There is another case of an Excel file which works when the whole mail message is imported into a mail application but doesn't work when downloaded via WhatDoTheyKnow at
There is another case of an Excel file which works when the whole mail message is imported into a mail application but doesn't work when downloaded via WhatDoTheyKnow at
https://www.whatdotheyknow.com/request/foi_2020_0068157_file_provided_c#incoming-1697111
Suspected further case
https://www.whatdotheyknow.com/request/occupancy_for_the_1920_teaching_3#comment-95315
We have a case of a corrupted zip file which was attached to a response at
https://www.whatdotheyknow.com/request/email_address_for_educational_vi#incoming-1955294
the file works when the raw email is opened in a mail application.
Do we want to note this here and generalise the ticket to ~"Attachment in response corrupted by Alaveteli" ?

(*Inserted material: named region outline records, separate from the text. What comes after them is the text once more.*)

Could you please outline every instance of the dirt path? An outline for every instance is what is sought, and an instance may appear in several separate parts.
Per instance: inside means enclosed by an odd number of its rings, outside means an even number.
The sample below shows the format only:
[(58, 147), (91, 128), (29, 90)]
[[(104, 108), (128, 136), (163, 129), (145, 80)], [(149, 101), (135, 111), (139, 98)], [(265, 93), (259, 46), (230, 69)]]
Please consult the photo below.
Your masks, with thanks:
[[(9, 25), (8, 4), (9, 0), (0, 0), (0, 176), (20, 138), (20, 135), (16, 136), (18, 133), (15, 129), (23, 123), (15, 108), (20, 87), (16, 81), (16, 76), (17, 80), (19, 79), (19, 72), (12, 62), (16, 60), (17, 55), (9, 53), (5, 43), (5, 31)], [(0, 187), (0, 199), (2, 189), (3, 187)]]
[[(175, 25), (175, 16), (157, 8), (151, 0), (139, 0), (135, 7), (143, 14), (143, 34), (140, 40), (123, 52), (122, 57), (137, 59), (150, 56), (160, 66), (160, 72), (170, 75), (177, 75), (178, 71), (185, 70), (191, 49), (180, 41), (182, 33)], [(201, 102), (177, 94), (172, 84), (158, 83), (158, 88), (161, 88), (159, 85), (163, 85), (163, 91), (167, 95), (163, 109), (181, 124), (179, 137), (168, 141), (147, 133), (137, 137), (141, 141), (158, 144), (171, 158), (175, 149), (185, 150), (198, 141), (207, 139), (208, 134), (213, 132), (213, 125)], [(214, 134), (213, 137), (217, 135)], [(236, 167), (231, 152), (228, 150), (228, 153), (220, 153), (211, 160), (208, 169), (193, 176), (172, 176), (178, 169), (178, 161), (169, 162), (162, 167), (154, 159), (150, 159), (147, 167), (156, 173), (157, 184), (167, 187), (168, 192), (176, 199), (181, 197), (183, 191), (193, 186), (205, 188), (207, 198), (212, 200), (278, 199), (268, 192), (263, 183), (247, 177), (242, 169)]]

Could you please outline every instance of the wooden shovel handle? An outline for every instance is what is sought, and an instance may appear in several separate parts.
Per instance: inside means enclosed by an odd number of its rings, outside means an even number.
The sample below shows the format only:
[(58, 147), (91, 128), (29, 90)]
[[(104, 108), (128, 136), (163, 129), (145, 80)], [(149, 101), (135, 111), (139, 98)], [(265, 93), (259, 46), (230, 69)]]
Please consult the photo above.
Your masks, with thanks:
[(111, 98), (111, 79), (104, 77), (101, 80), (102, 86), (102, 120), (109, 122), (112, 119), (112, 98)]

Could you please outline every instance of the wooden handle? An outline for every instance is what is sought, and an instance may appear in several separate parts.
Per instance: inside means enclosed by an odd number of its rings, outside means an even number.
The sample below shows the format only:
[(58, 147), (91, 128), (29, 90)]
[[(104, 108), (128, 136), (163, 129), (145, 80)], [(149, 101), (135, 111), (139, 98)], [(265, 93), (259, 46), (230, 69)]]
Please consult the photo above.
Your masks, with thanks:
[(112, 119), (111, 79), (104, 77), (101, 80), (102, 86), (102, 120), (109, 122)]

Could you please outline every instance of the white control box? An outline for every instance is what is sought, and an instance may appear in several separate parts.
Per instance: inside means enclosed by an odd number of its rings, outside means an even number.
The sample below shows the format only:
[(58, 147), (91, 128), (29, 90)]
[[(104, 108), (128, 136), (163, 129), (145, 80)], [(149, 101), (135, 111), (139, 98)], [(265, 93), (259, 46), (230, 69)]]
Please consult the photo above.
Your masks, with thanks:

As noted in the Support inbox, another example of this here https://www.whatdotheyknow.com/request/complete_non_residential_busines_2388#incoming-2036662
A recent example is contained in https://www.whatdotheyknow.com/request/central_ticket_office_2#incoming-2074623 - the Excel files are corrupted when downloaded from the request itself (and as such, the Google viewer doesn't render them correctly); but, if downloaded from the raw email in /admin, the files themselves are fine.
A recent example is contained in https://www.whatdotheyknow.com/request/central_ticket_office_2#incoming-2074623 - the Excel files are corrupted when downloaded…
Interestingly I can open them in macOS' Numbers.
A recent example is contained in https://www.whatdotheyknow.com/request/central_ticket_office_2#incoming-2074623 - the Excel files are corrupted when downloaded…
Interestingly I can open them in macOS' Numbers.
Yeah that's quite common - albeit, I don't think we've identified why. I assume something within the file structure which Numbers (and possibly other non Microsoft clients) doesn't care about is being broken. Perhaps it's a case of Excel expecting something to exist in a given format, and not playing ball otherwise.
@garethrees @mdeuk I usually ask for volunteers to open in Numbers, and resave, then send to me when there's an issue. I'm going to assume whoever developed this feature initially had Numbers to test with, but not Excel. One of the earlier suggestions was an inappropriately closed XML tag after whatever redactions happen in the app.
+1 Same thing has happened here - the file works when opened from the raw email, but won't open when downloaded from the site: https://www.whatdotheyknow.com/request/titles_owned_by_overseas_compani_2#incoming-2114604
+1 Another example today. We were alerted by a public authority who were contacted by the requester due to them being unable to access the file. They said that more than one request had been affected recently: https://www.whatdotheyknow.com/request/social_housing_and_right_to_buy_175
edit - it wouldn't open in numbers.
+1, a user reports that the file at https://www.whatdotheyknow.com/request/charities_with_turnover_of_1_mil#incoming-373688 has the same issue.
Curiously, this is in the <2004 Excel format, rather than "Office Open XML", but the bug seems to manifest in the same way. The file contained in the raw email opens without issue in Excel for Mac.
+1 We've had another instance of this here: https://www.whatdotheyknow.com/request/waste_container_orders#incoming-2307356
+1 happened again today
The spreadsheet attached to this response https://www.whatdotheyknow.com/request/complete_non_residential_busines_90#incoming-804454 won't open when downloaded from the site, but will when extracted from the original email; it appears that Alaveteli is in some way corrupting it.